Dopo le drammatiche vicende di fine ’69 decisi di chiedere l’adesione al gruppo “Bandiera Nera” e fui accolto. Divenni compagno di gruppo anche di Cesare. E le molte vicende che da allora si sono susseguite fino ad oggi, hanno visto noi del gruppo di allora restare sostanzialmente vicini.
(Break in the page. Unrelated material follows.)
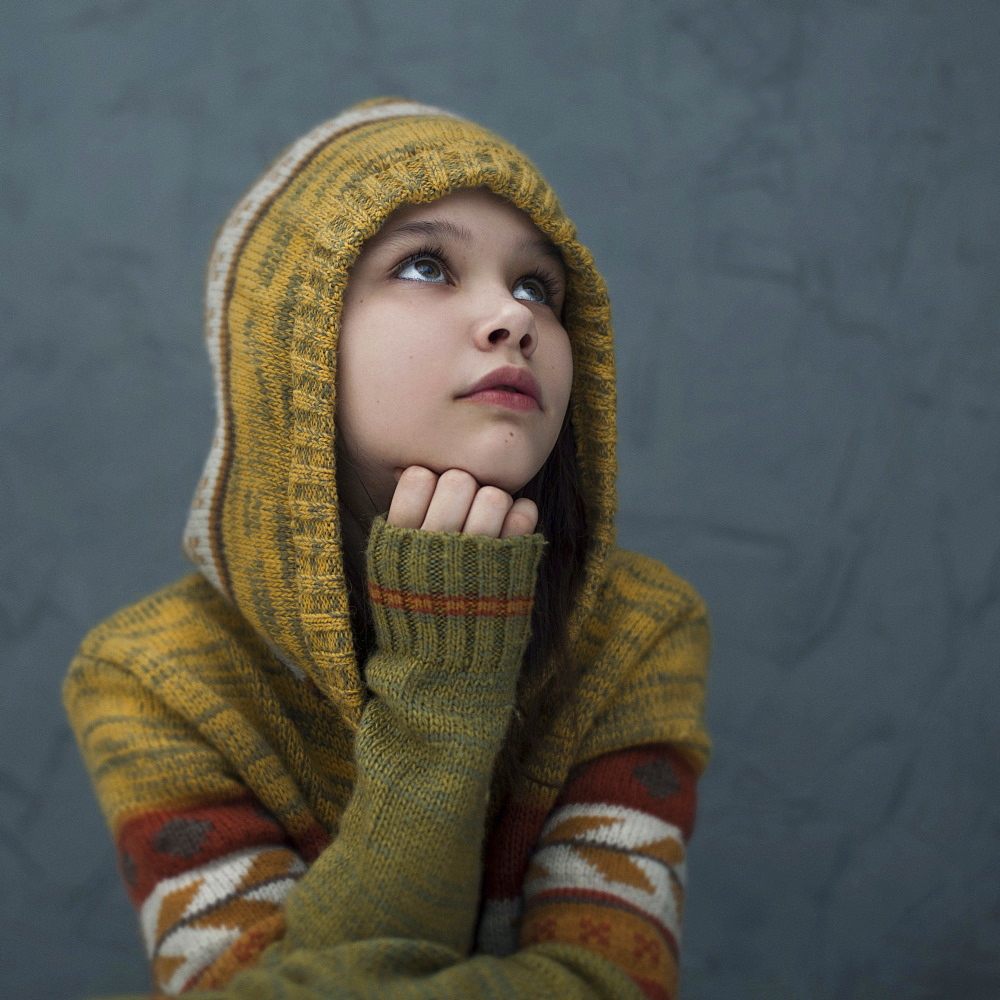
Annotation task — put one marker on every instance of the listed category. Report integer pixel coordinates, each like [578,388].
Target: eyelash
[550,285]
Quando una quindicina di anni fa Cesare andò in pensione, dopo una dura vita di lavoro nel settore della carta straccia, decise di dedicare quotidianamente una parte del proprio “tempo libero” alla militanza. Da allora tutti i giorni, al pomeriggio, Cesare è presente nella sede del Centro Studi Libertari e dell’Archivio Pinelli, sempre disponibile per quel che c’è da fare: archiviare vecchie testate anarchiche, classificare i libri, preparare le spedizioni per Elèuthera, imbustare le circolari e via discorrendo.
La sede della nostra redazione è al piano superiore rispetto al Centro studi libertari e dunque Cesare dà una mano anche alla nostra rivista.
Quando verso sera riprende la metropolitana per tornare a casa, dalla sua Anna che abbisogna delle sue cure e che lui con silenziosa dedizione accudisce, Cesare ha sempre in mano il pacchetto con la corrispondenza che la mattina dopo andrà a spedire dall’ufficio postale della sua zona.
Negli ultimi anni, con la realizzazione dei prodotti legati a Fabrizio De André, dei numerosi dossier (ultimo quello su Emilio Canzi), ora del 2Dvd sugli Zingari, il volume delle nostre spedizioni postali è di molto aumentato. E se riusciamo a essere tempestivi e precisi nel recapitare i nostri materiali, il merito è anche suo.
Approfittiamo dunque della pubblicazione su “A” di questa intervista
fattagli da Lorenzo per dare pubblicamente a Cesare quel che è di Cesare. In poche parole, anzi in una sola: grazie!